I have been fighting with the default file recently. I cannot get the accounts to lock when they have three consecutive unsuccessful login attempts. I have set u_maxtries#3 and it still does not work after three tries. Will that value be nullified if something else is set like u_unlock#0 or something to that effect?

Thank you,
Sally
2 REPLIES
Sally Devine
Frequent Advisor

Re: /etc/auth/system/default file - unsuccessful logins

Hi again,

I found what was giving me so much grief. It was disabling but not notifying that it disabled the account. Also, when I re-enabled I would set the date and time way off in the future (not realizing that it meant to change the password by xxx time rather than the account will expire by xxx time) so it would not disable again when I tried typing the password incorrectly.

Thanks anyway,
SD
Ann Majeske
Honored Contributor
Solution

Re: /etc/auth/system/default file - unsuccessful logins

Hi Sally,

I know a lot of people have been confused by this, but it's done by design. The response you get back from any failed login (bad password, unknown username, etc) will look exactly the same.
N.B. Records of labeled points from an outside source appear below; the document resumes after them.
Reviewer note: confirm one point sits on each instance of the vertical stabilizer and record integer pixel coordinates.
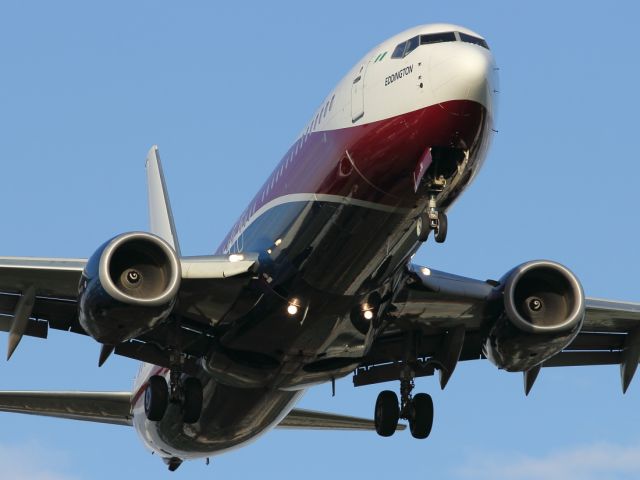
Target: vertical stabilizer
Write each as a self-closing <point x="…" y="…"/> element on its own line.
<point x="160" y="215"/>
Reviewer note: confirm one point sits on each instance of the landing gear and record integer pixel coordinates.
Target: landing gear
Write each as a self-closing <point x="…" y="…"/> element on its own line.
<point x="421" y="420"/>
<point x="434" y="220"/>
<point x="387" y="413"/>
<point x="192" y="400"/>
<point x="418" y="410"/>
<point x="187" y="394"/>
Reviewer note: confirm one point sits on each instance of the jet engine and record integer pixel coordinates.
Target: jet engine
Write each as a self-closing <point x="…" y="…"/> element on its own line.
<point x="543" y="311"/>
<point x="128" y="287"/>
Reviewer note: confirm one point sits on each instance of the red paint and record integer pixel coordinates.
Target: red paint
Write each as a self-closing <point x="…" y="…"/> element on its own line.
<point x="383" y="155"/>
<point x="421" y="167"/>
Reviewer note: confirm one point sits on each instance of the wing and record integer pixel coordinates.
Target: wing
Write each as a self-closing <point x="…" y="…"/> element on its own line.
<point x="115" y="408"/>
<point x="37" y="294"/>
<point x="448" y="318"/>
This is so someone trying to break into your system won't gain any information. If we changed the message for failed login to "account disabled" someone trying to break into your system would know that they had a real account name! The only time you get the "account disabled" message is on what would have been a successful login (correct username AND password).

The easiest way to reenable an account is to use the "grace_limit#n". This gives the user n days to login in spite of the disabling condition. As soon as the user logs in successfully, the disabling condition is cleared.